Lafarge president and chief executive officer Thierry Legrand said the company planned to increase sales to regional markets and negotiate new contracts.
“We are exporting to many countries like Bangladesh, Myanmar and Indonesia. Developing exports is certainly one of the avenues we are looking at.
“The strategy is to maximise our sales volume. Where local demand is not enough, we look to replace this with exports,” he said at a briefing after Lafarge AGM.
He said the company’s export ratio ranged between 5% and 15% and was on an uptrend.
Lafarge executive director and chief financial officer Micheal Lim said there could be more opportunities in the region, given that Japan and Taiwan were expected to cut down on their exports this year.

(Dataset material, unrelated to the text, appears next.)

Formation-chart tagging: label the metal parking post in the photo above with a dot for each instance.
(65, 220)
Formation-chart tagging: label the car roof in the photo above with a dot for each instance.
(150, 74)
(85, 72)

He said the company’s integrated plant in Langkawi was geared towards the export market as it was close to the port and thus, was cost-effective.
“In the international market, there are many suppliers of cement such as from Taiwan, China and Japan.
“In the near future, Japan is expected to slow down on their exports as they have the Tokyo Olympics coming up. Taiwan has a new tax imposed which makes their export costs higher.
“With the rebalancing of demand and supply in the regional market, we think there is a possibility that our plant in Langkawi will soon increase its utilisation rate,” he said.
The building materials firm slipped into the red in its first quarter ended March 31, reporting a net loss of RM48.9mil compared to a net profit of RM20.6mil for the same period a year ago due to lower operating profit and worsening pricing pressure.
The company’s revenue decreased by 16.1% to RM561.9mil year-on-year.
Legrand noted that the cement market shrank by about 7% last year while companies involved in producing cement increased their capacities, creating an imbalance in demand and supply as well as intense pressure on prices.
“We believe that in the second half of the year, with infrastructure projects gaining momentum, it should bring more volume – but how fast this will happen is difficult to say.
“In the meantime, we are aggressively looking at reducing costs and at the same working on product and solution differentiation,” he said.
He expects cement industry sales to continue to contract this year after the 6% fall in 2016.
“This year, we see a number of infrastructure projects that are gaining momentum and this will have more impact in the second half of the year.
“But, overall, this year we anticipate the market will shrink further by about 4% or 5%,” he said.